Zweitens, war man sich bei Mercedes zu sicher, dass es keinen Neustart mehr geben wird, und holte Hamilton nicht zum Reifenwechsel an die Box. Mit den völlig abgelutschten Dingern hatte er gegen den wilden Holländer nicht die geringste Chance.
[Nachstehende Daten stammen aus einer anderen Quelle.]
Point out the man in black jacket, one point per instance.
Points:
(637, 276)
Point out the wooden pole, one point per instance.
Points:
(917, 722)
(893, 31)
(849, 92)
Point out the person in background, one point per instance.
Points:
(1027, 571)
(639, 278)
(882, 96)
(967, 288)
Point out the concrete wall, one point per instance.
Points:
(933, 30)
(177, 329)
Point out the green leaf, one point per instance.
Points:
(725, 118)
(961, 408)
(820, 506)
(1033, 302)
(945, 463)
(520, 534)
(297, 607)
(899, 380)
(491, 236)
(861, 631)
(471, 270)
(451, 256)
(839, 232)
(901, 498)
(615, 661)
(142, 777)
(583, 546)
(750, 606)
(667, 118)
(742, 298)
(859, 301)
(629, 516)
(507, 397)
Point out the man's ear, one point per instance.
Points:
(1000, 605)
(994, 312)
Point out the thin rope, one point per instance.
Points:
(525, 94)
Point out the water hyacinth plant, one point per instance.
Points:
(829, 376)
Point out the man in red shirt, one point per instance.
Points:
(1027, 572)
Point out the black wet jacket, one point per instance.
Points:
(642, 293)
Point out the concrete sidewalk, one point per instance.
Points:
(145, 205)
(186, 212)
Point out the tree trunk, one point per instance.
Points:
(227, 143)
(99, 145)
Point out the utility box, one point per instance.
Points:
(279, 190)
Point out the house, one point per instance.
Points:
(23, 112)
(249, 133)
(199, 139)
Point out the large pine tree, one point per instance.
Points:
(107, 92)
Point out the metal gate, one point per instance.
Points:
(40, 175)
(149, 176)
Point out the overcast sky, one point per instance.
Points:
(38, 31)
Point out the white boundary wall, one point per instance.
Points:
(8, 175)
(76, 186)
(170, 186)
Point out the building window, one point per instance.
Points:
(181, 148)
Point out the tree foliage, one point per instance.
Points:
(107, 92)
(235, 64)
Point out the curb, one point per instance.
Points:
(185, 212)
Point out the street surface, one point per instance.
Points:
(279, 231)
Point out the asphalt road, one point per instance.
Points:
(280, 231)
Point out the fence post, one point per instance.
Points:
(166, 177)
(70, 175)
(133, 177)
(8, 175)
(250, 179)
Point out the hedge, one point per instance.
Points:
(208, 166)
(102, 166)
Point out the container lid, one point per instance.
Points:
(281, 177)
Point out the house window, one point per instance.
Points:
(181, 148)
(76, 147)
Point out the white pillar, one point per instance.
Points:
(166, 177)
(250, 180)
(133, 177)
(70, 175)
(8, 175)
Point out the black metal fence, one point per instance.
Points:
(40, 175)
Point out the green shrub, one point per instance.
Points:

Mercedes wollte noch in Berufung gehen, doch Gott sei Dank verzichteten sie darauf, die verpasste WM anzufechten, was nur gut für den Sport sein kann.

Ein Gedanke, der von Fernando Alonso kam, könnte man vielleicht weiterverfolgen: Wieso kürt man in Ausnahmesituationen wie dieser nicht zwei Weltmeister? Diese Situation würde wohl nur alle hundert kalten Wintern überhaupt zum Einsatz kommen. Beide Kontrahenten hatten 2021 den Titel wirklich verdient, vielleicht der Holländer ein wenig mehr, da er in Zahlen (Rennsiege 10:8, Pole-Positionen 10:5 und schnellste Rennrunden 6:6) doch erfolgreicher war.

Am Ende aber durften wir eine absolut geniale Saison erleben, die mit vielen Hochs und Tiefs zwischen den beiden Renngegnern verbunden war. Im grossen und ganzen aber verhielten sie sich doch sehr fair, ganz im Gegensatz zu ihren Teamchefs, die immer dazwischenfunken mussten und selbst für den TV-Geniesser so richtig lästig wurden.

Wir freuen uns schon jetzt auf den Grosskampf 2022, wo mit George Russell und Lando Norris hoffentlich zwei weitere Kandidaten ins Scheinwerferlicht rücken werden.